Perhaps you think this changes everything. Or perhaps you think this changes nothing.

Either way, regarding Fidelity’s recent announcement, you’d be right.

Fidelity is spinning off a 100-person-strong company. Its mission? To provide cryptocurrency trading services for the big boys – funds, endowments, family offices, and sophisticated investors.

But don’t tell the market it’s big news.

Prices remain sluggish. For crypto markets, it changes nothing.

That’s one view, anyway. It’s just not mine.

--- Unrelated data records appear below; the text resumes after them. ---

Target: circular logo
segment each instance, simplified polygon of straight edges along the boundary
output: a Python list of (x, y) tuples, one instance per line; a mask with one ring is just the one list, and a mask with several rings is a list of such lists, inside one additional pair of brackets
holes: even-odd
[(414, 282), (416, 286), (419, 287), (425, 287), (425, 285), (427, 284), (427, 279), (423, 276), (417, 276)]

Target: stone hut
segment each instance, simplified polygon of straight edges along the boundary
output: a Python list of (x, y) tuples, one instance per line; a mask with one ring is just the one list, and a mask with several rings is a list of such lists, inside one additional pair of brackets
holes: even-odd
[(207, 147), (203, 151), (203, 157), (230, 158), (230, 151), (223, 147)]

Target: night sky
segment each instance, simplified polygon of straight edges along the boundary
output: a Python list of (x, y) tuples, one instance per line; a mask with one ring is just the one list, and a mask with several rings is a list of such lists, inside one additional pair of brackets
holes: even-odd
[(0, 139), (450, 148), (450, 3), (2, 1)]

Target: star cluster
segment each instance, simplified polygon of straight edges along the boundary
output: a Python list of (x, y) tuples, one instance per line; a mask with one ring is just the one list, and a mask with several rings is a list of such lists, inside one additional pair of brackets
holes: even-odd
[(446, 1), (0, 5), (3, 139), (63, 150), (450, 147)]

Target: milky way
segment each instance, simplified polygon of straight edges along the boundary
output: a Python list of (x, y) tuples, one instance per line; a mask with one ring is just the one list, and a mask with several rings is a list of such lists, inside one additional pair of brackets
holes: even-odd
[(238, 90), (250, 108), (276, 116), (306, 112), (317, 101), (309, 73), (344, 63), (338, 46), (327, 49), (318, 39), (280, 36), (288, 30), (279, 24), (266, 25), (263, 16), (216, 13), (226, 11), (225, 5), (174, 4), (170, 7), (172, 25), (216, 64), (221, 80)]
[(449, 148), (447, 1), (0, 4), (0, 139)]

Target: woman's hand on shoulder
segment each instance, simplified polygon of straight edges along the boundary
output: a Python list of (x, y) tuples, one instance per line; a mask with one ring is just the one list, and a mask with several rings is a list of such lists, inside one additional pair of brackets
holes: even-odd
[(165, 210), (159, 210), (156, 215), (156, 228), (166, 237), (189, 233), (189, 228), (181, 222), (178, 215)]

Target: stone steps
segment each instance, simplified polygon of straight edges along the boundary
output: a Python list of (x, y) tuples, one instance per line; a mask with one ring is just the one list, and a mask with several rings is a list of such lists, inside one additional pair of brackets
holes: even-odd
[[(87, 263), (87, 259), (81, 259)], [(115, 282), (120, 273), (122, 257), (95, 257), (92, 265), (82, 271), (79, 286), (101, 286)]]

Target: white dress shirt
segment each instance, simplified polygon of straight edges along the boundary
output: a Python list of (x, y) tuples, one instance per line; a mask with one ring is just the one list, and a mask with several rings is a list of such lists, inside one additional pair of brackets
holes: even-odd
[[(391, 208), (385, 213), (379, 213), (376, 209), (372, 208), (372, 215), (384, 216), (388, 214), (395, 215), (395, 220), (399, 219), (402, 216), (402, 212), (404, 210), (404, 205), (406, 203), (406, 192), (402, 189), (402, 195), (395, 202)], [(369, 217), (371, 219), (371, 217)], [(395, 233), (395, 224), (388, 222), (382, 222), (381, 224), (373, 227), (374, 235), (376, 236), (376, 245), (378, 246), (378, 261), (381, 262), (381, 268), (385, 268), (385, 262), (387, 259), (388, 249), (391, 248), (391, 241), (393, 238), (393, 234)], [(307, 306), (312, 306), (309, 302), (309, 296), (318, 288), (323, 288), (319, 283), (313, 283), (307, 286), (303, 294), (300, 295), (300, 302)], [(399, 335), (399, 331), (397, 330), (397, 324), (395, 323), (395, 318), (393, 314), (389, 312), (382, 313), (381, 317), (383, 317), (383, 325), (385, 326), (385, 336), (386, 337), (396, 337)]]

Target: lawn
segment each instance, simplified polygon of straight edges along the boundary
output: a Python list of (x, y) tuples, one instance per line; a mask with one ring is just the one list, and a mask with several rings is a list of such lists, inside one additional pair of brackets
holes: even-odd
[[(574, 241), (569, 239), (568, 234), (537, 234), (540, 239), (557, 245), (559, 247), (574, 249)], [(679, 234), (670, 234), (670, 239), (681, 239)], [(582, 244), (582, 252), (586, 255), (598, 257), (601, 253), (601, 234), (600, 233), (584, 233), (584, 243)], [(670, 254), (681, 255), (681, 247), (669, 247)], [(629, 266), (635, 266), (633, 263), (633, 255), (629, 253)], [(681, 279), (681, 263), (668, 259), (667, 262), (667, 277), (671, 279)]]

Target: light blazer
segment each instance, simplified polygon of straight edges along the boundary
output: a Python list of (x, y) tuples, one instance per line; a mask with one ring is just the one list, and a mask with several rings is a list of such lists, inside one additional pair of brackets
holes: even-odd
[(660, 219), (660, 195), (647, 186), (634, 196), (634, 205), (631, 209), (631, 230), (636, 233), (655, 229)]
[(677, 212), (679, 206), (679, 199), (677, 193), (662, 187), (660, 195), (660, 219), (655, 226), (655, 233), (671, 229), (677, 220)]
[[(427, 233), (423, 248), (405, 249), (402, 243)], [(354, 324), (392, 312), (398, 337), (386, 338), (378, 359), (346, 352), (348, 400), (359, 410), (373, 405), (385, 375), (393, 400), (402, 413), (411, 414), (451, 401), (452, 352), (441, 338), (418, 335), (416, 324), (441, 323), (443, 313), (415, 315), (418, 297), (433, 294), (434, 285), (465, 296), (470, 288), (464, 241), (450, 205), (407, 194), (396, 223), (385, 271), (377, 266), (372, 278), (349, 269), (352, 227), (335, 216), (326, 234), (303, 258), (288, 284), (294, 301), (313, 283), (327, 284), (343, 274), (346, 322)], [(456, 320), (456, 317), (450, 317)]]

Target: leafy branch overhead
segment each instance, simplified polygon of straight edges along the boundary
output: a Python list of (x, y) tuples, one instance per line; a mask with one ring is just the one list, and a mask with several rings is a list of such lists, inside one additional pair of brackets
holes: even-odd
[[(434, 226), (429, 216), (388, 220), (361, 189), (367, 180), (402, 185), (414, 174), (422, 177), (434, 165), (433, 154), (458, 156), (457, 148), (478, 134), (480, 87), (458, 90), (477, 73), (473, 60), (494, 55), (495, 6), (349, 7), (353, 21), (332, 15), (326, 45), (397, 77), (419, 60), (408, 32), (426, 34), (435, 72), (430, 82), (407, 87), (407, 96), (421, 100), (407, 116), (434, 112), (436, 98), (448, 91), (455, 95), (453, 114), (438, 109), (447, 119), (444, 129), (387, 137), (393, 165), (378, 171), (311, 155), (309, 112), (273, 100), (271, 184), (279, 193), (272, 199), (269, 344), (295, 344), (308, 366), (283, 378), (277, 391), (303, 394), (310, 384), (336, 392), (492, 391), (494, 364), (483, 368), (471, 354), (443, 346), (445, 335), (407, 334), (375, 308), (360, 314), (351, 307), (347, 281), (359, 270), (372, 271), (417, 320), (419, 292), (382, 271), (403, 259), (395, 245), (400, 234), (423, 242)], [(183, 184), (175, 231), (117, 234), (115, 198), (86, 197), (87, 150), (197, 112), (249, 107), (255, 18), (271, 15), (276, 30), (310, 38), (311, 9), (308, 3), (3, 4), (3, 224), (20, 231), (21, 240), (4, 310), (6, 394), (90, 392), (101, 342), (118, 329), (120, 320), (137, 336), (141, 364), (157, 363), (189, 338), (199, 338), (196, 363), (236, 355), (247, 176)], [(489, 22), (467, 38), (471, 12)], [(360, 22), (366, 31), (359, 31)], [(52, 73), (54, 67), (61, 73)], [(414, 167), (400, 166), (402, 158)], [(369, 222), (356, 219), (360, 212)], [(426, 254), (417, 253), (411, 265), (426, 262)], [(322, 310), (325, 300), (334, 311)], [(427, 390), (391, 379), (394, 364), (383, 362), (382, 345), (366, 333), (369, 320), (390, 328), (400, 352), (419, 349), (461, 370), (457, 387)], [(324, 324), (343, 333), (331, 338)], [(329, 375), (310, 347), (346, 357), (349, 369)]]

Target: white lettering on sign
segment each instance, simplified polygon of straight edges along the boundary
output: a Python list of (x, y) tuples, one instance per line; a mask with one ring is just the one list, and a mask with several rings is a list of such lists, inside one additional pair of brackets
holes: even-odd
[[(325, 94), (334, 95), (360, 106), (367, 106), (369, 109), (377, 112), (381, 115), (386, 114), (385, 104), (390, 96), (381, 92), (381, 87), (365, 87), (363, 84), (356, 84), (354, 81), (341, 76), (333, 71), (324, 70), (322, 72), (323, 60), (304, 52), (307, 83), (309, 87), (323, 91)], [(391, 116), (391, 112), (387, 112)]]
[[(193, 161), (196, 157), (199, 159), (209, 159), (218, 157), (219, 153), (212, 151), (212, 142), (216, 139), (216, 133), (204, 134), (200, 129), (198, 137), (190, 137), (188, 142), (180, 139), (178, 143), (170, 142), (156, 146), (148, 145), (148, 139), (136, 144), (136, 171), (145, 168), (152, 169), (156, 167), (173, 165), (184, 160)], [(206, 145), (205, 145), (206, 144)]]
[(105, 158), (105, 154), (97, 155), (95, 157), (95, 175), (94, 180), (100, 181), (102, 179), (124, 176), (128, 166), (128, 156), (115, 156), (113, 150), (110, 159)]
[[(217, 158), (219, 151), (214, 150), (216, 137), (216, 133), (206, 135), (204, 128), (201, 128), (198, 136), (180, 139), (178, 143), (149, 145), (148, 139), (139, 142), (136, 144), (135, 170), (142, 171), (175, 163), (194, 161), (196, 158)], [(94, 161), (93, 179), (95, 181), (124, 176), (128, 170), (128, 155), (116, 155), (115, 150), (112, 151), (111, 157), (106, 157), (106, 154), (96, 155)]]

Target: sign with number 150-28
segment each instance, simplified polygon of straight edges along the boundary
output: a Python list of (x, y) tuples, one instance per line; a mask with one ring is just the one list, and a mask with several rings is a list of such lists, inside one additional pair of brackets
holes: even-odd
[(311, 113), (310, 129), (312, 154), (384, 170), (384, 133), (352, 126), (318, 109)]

Fidelity is using its vast resources and experience managing $7.2 trillion in investment assets to offer crypto investors the same level of security, safety, convenience and reliability it gives to its other investors…

That’s pretty big.

Even bigger than Yale and Harvard investing in crypto hedge funds… bigger than a crypto ETF being approved (one day) by the SEC… bigger than a big global bank like Northern Trust helping hedge funds invest in crypto… and, yes, bigger than the parent of the Nasdaq providing custodial and crypto trading services.

This is Fidelity, for crying out loud!

It provides clearing, custody and investment services for 13,000 institutional advisory firms and brokers. It’s the fifth-largest asset manager in the world.

And it’s all in.

Five Years in the Making

It has made its intentions crystal clear. This is not a “moonshot” experiment. This is not cracking the door slightly ajar. This is not hopping on the latest hot thing. (Besides, crypto is far from “hot” these days.)

And this is most certainly not a fly-by-night decision. It’s been five years in the making.

Fidelity’s pro-crypto leanings came to light in 2013, when it launched the Blockchain Incubator. Since then, reports have surfaced of Fidelity’s forward-looking Chairman and CEO Abigail Johnson running her own private crypto mining operation in the back rooms of the executive suite.